Re: [R-sig-phylo] Plotting Posterior Probabilities from MrBayes Trees (An Update)

David Bapst Wed, 08 Oct 2014 07:53:12 -0700

Hello all,

Unable to get phyloch's read.mrbayes() to read my .con.tre files (for
reasons unknown), I've gone with Graham's suggestion to use the simple
output format from sumt. However, as I have a large number of analyses
which took considerable computational time (and I am stubborn to learn
how to run these on a cluster) I decided the more economical thing to
do was to write an R script that took the existing nexus files and
wrote a nexus file with MrBayes blocks that would output 'simple'
format consensus trees. I realize such string manipulation might be
easier in some other language, but I know R best.


Here it is, in case anyone else ever needs such a thing:

_________________________________________________

#change to dir for MB files
setwd("C:/dave/workspace/mrbayes")

#get files
files<-list.files()
#get tree files
treeFiles<-files[grep(x=files,pattern="run..t")]
#get the nexus files
inputs<-sort(unique(sub(".run..t","",treeFiles)))
inputs<-sort(unique(sub(".tree.","",inputs)))

#now start constructing sumt lines
bayesBlock<-"#NEXUS"
for(i in 1:length(inputs)){
    origNex<-scan(inputs[i],what="character",sep="\n",blank.lines.skip=FALSE)
    cropNex<-origNex[2:grep(origNex,pattern="mcmcp")]
    #remove log line
    cropNex<-cropNex[-grep(cropNex,pattern="log start")]
    sumtLine<-paste0("sumt filename=",inputs[i]," outputname=",
        paste0(inputs[i],".simple")," conformat=simple;")
    bayesBlock<-c(bayesBlock,cropNex,sumtLine,"","end;","")
    }

write(bayesBlock,file="simple_sumt.nex")

_______________________________________________

Some caveats: this script assumes you already have mrbayes blocks in
your nexus files (all of which are stored with all output in the same
directory), including a line where you set MCMC parameters (mcmcp)
just prior to calling the MCMC itself and after any other
modifications to the dataset, model or prior settings.
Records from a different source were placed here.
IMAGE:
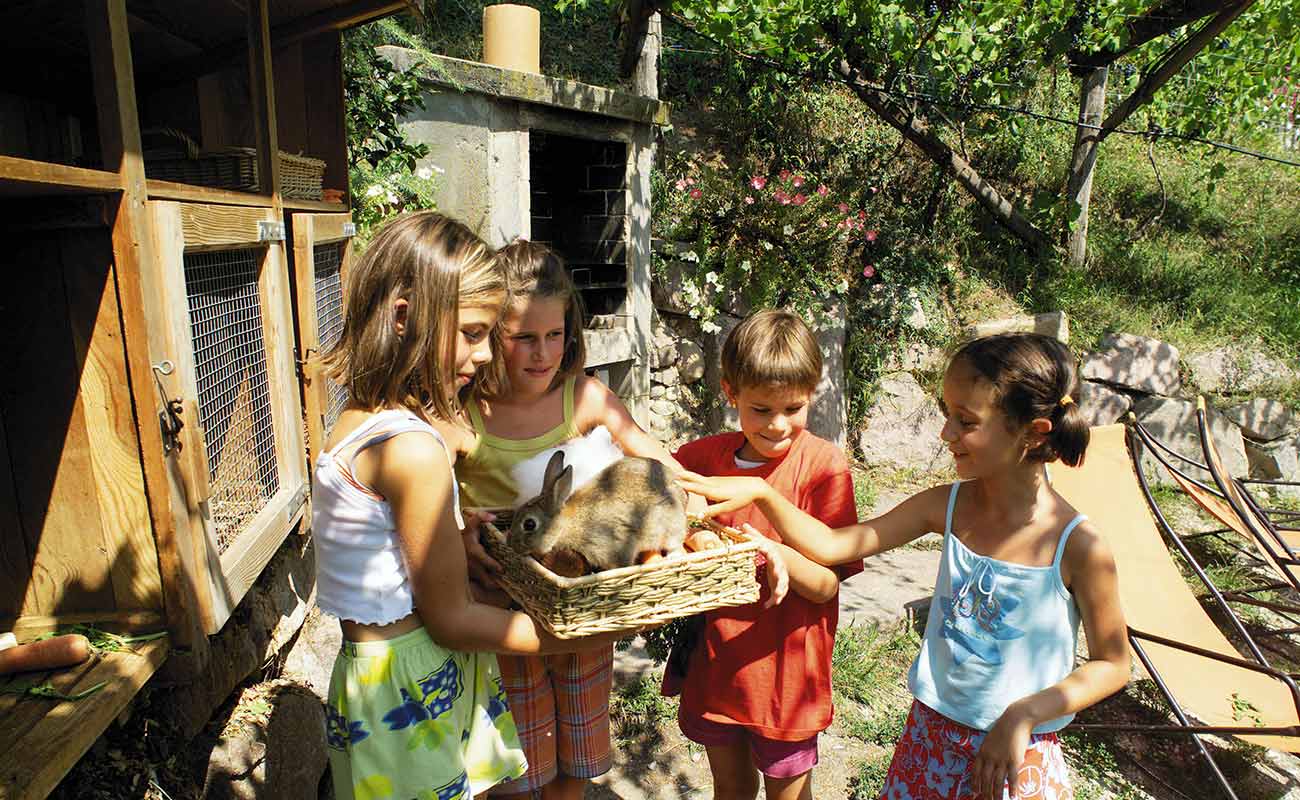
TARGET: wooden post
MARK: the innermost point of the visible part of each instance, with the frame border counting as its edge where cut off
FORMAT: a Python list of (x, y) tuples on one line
[(1092, 102), (120, 135)]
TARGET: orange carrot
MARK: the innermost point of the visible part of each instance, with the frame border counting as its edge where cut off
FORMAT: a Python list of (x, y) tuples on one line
[(46, 654)]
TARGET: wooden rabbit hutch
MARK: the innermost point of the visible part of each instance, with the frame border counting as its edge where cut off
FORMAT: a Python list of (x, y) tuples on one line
[(173, 184)]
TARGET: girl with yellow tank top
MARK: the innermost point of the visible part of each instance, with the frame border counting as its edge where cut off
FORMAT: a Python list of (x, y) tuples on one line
[(533, 397)]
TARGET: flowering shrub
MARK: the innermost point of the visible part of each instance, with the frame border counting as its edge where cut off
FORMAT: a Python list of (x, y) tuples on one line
[(784, 240), (389, 189)]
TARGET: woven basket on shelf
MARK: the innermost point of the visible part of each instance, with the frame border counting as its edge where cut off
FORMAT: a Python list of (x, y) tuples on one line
[(628, 596), (229, 168)]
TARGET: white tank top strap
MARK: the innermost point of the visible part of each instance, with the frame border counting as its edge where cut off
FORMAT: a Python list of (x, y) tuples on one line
[(952, 504), (1065, 535)]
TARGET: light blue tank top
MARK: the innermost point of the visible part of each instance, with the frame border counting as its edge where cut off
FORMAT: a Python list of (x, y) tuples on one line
[(996, 632)]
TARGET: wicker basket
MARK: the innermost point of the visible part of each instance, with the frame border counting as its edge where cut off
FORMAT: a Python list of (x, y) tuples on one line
[(229, 168), (627, 597)]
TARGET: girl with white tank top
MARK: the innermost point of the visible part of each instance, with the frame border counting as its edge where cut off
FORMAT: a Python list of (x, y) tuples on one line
[(1021, 570)]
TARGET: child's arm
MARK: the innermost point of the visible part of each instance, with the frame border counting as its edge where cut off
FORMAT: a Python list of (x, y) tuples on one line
[(1090, 571), (911, 519), (412, 474)]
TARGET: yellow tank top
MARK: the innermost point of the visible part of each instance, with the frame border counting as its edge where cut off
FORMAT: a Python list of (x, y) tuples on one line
[(484, 472)]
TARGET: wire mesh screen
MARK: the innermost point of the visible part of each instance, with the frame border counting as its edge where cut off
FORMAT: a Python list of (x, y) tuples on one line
[(329, 319), (234, 401)]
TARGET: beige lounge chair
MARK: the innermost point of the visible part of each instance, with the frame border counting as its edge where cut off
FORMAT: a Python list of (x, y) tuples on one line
[(1209, 686)]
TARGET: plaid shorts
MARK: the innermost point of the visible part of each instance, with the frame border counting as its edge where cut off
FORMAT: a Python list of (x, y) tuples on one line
[(562, 708), (934, 757)]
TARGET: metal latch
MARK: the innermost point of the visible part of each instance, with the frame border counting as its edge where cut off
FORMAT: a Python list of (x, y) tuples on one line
[(271, 230)]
If you execute the nexus file created, it should run sumt and output
new output files with 'simple' in the file name. Analyses where there
are multiple trees (such as partitioned analyses with unlinked branch
lengths) will have multiple consensus trees estimated for them, as
expected if we had originally done this immediately after running
mcmc. Also note I crop out any lines that create new log files,
because I didn't want to write over my old log files.

The resulting simple-format consensus tree files can be read into ape
with read.nexus just fine. For whatever reason, these nexus files
contain two trees, otherwise identical other than that one contains
the posterior probabilities as its node-labels.

....However! There is a big however here.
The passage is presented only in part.